Can Claude understand (modded) Minecraft?

No. Claude can Code but Claude can't Minecraft

Recently, in December ‘25 and January ‘26, Claude Code has kept surprising me with its level of quality in output.

But there are specific domains where it falls short, and the chat interface seems significantly worse than Claude Code. Let’s explore one such circumstance now.

Exploration 1 - Sonnet 4.5 and the chat interface

I’ve been playing a lot of modded Minecraft recently. It’s all been on the FTB Evolution modpack, which is a year old and has approximately 500 mods. There are some questions that are quite specific to the modpack or recent updates to mods, which means that there aren’t good answers available by Googling, or the good answers take too long to find. So I tried using Claude to solve some of my questions.

But it seems Claude (mostly Opus, but also Sonnet) keeps being lazy, imprecise, or suboptimal in response to my queries.

Example 1: Item Sorting

I ask: “Can I do an automatic sorting setup so that a pipe/input system filters for example spawners, potions, armour, weapons into different chests, and stackable items into my ME (digital storage) system?”

One of Claude’s first suggestions is: “Use an import bus filtered to the items that you don’t want to import.”

Which… is missing the whole point. I don’t want to enumerate each item. That’s why I want a “smart” solution.

Example 2: Power Generation

I ask Claude what are the best ways to burn diesel or boosted diesel/turbofuel into electricity (FE) in the modpack. It lists ~4 ways. It is being very lazy and not looking at the modlist at all to actually enumerate, and it also got the numbers wrong. The solution it listed as best actually produced ~5x more energy.

5x wrong is kind of a lot when I’m asking for a generator comparison.

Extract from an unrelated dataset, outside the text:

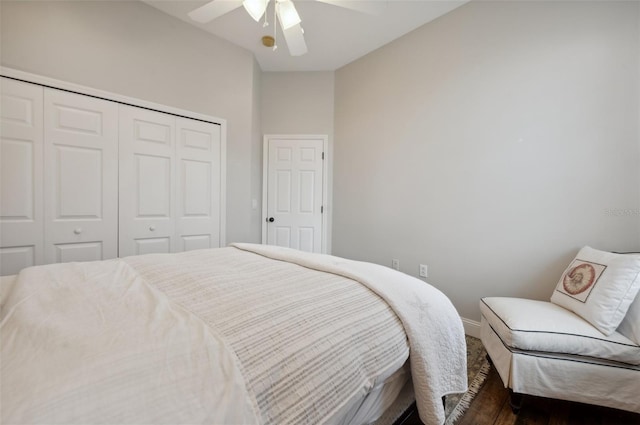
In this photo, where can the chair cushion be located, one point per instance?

Example 3: Hallucinated Blocks

Sometimes it tells me to use a block, machine, or filter that seems like it could exist but doesn’t. Very textbook hallucination.

Exploration 2 - Claude Code

Bothered by the lackluster performance, I went and tried to use Claude Code for this. I created a folder for it, put the modlist in the folder in a CLAUDE.md file, and gave it the filepath to the folder where the minecraft instance is located so it could check configs autonomously.

This did not help at all. The Claude Code performance in similar dilemmas, including the power generation example from above, was still quite lackluster. It doesn’t manage to fetch the numbers and just do the math, instead getting sidetracked into (probably) parroting general (often outdated) wisdom it has learned from the copious amounts of online content the base model has been trained on.

I did also try to prod Claude to read the actual mod project source files for information, but this led into my tokens being used very fast and context auto-compaction mid-task, which is suboptimal for a good performance on the task.

Conclusions

I think part of the problem here is that Minecraft tech mods together have enough data to train on that Claude has some general intuitions. It feels a bit like asking someone who played a bunch of modded Minecraft some years ago, forgot or confused a bunch of mods and numbers, and also is being kind of lazy about checking docs or Google for info.

Claude has major problems grasping nuances between mods, especially mods that have similar features. It also has trouble with modpack confusion. It keeps thinking that FTB Evolution contains mods that it doesn’t, even when I basically every time specify I’m using FTB Evolution, and I asked it to make a “memory” about the modlist and am using a project for this.

The contrast with Claude’s performance when programming a small-to-medium sized project is striking. When I’m working on code, Claude can read the actual files, check documentation, verify its assumptions. With Minecraft mod related dilemmas Claude just doesn’t end up doing enough leg work to compensate for the outdated info in its training data.

The intuitive solution to this problem would be for Claude to be able to query the in-game information that the player can retrieve from JEI / REI or in-game mod documentation, but this would require an API for Claude to query the game instance I’m playing or for it to have its own instance. (An LLM having a separate creative world where it can try solutions and then tell me which of them worked would be quite cool, but I think working in 3d videogame worlds is out of reach for current models. But perhaps something to try and document how far out of reach.)